We literally just had the meeting with the Ed psych yesterday after their assessment of our DS for autism.
It’s taken two years since the referral from the community paed and we were seeing her for 2 years before that.
We are in the very fortunate position of already having an EHCP. We are also lucky to have a very supportive primary school and relationship with teachers.
Everyone in the meeting clearly agreed that our DS has many autistic traits and it was extremely helpful to us as parents to hear the Ed psych say that in their opinion, DS definitely meets the diagnostic criteria. (We’ve never been 100% sure).
However, no support comes with this diagnosis and no treatment.
Two benefits were articulated by the Ed psych and I have doubts about both:
1- it will help DS understand himself
2- it is a “short hand” to help teachers understand his needs.
On point 2- our DS really does struggle with some aspects of academic work, but this is due to innatentiveness, lack of working memory and attention. I’m sure that autistic traits related to perception are a factor but it is dwarfed by the other non-autistic cognitive issues he has.
He does not meet the criteria for ADHD though. Already been tested for that (Qb test) and this Ed psych agreed said he doesn’t display the impulsiveness and definitely no hyperactivity.
So we’re not sure that when the Ed psych report goes back to the paed that we will agree to the diagnosis of autism.
It’s not that we haven’t found it useful to know the particular issues/ symptoms he has of autism. It’s extremely helpful.
BUT, when people see an autism diagnosis, they are going to put his learning issues down to that and give it more weight than it needs. When actually the main cognitive and learning issues come from inattention.

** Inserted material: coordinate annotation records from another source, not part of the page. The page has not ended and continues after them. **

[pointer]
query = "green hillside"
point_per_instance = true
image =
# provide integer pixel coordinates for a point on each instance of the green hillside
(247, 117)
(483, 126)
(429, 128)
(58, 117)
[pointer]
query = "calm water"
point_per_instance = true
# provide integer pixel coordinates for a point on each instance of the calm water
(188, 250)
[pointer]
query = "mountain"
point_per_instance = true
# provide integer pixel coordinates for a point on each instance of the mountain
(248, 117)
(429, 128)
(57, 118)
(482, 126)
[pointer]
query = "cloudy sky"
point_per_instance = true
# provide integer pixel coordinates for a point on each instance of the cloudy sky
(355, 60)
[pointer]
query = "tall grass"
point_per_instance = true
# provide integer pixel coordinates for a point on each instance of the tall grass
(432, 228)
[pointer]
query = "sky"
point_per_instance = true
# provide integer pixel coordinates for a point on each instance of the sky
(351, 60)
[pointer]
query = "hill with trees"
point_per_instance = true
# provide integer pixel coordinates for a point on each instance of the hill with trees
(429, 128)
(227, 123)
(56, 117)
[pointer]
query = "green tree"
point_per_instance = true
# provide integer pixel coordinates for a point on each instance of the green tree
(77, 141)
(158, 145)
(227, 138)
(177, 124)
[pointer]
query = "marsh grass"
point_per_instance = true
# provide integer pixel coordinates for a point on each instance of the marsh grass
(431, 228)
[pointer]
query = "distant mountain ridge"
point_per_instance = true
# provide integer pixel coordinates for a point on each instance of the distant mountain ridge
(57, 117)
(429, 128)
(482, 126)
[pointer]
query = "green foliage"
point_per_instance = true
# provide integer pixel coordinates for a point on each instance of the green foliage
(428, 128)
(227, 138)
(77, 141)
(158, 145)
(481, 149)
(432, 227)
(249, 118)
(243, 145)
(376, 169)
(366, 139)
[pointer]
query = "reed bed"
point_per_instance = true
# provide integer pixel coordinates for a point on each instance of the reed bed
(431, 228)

So in our case, an autism diagnosis might counterintuitively negatively impact the support he requires for his NEEDS
On point 1-, has anyone actually conducted a systematic, peer-reviewed study to show that a diagnosis DOES in fact, improve one’s understanding of themselves/sense of self/mental health or any beneficial outcome?
I can see how it could work for people and it is certainly the prevailing mantra in the ND community.
but the truth is that the majority of people are NT and due to lack of resources, certainly only a minority actually get diagnosed.
So if you have negative feelings because you feel “different” , how does being told you are different (from the majority) help?